2. The method of claim 1, wherein the transcriptional profile is obtained by:
- grouping one or more samples or a dataset by their molecular profiles without an a priori knowledge of their phenotypic classification by:
- selecting one or more expressed transcripts, wherein the expressed transcripts have a statistical and an intensity variability;
- iteratively agglomerating the one or more transcripts with similar expression patterns to form one or more groups, wherein the groups comprise overexpressed genes, underexpressed genes, and genes showing no changes; and
- analyzing the conditions to visualize a difference in the expression levels in the one or more samples or the dataset.

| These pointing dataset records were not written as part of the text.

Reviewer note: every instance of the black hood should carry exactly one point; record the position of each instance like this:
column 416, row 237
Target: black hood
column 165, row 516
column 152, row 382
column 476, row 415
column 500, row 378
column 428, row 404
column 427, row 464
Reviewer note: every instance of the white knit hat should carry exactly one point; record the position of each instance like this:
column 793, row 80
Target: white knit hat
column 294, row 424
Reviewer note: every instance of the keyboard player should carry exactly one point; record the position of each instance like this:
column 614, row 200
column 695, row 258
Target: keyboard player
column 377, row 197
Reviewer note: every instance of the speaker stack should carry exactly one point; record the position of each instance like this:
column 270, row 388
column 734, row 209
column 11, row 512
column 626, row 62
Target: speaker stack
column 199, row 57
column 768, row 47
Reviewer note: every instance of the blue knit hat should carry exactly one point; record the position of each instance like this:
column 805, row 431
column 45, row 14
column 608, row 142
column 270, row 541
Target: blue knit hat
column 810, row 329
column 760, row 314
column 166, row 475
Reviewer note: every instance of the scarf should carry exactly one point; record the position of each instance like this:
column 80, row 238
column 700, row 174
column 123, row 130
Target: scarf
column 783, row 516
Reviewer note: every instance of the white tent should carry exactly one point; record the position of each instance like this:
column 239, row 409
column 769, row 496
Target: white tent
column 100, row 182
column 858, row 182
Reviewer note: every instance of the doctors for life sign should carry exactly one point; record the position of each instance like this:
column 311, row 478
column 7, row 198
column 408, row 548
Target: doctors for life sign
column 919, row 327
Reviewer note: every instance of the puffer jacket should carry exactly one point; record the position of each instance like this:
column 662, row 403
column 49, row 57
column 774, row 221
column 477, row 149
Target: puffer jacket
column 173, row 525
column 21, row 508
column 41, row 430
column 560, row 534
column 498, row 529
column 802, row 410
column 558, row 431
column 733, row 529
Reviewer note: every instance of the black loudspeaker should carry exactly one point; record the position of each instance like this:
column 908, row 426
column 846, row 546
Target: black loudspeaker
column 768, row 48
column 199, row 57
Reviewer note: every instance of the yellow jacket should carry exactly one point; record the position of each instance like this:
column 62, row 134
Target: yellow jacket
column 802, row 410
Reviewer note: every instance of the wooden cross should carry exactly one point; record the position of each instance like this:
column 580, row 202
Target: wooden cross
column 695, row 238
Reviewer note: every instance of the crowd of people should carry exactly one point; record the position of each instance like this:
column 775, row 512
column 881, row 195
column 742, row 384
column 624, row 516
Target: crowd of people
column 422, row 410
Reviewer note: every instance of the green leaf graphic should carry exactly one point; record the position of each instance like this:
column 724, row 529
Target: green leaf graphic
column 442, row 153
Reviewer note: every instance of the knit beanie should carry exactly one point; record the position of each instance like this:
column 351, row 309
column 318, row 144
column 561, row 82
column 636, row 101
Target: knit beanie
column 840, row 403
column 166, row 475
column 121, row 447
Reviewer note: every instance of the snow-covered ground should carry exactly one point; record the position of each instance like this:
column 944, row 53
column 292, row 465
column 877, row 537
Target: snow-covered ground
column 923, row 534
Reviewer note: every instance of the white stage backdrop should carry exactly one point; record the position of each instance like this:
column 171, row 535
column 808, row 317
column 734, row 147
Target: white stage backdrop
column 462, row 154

3. The method of claim 2, wherein the one or more overexpressed genes are selected from: Transcriptional modules M 3.1 one or more interferon inducible genes comprising STAT1, IFI35, GBP1, IFITM1, PLAC8, IFI35, M 2.2 one or more genes associated with neutrophils BP1, DEFA4, CEACAM8, M 2.3 one or more genes associated with erythrocytes ERAF, EPB49, MXI1, M 2.6 one or more genes associated with myeloid lineage cells (M2.6: PA1L2, FCER1G, SIPA1L2), and M 3.2 one or more genes associated with inflammation ICAM1, STX11, BCL3, M3.3: ASAH1, TDRD9, SERPINB1
4. The method of claim 2, wherein the one or more underexpressed genes are selected from: Transcriptional modules M 1.3 one or more genes linked to B-cells EBF, BLNK, CD72, M 2.4 one or more Ribosomal protein genes comprising RPLs, ZNF32, PEBP1, RPL36, M 2.8 one or more T-cell surface marker genes comprising CD5, CD96, LY9, and M 2.1 one or more genes linked to cytotoxic cells (M2.1: CD8B1, CD160, GZMK)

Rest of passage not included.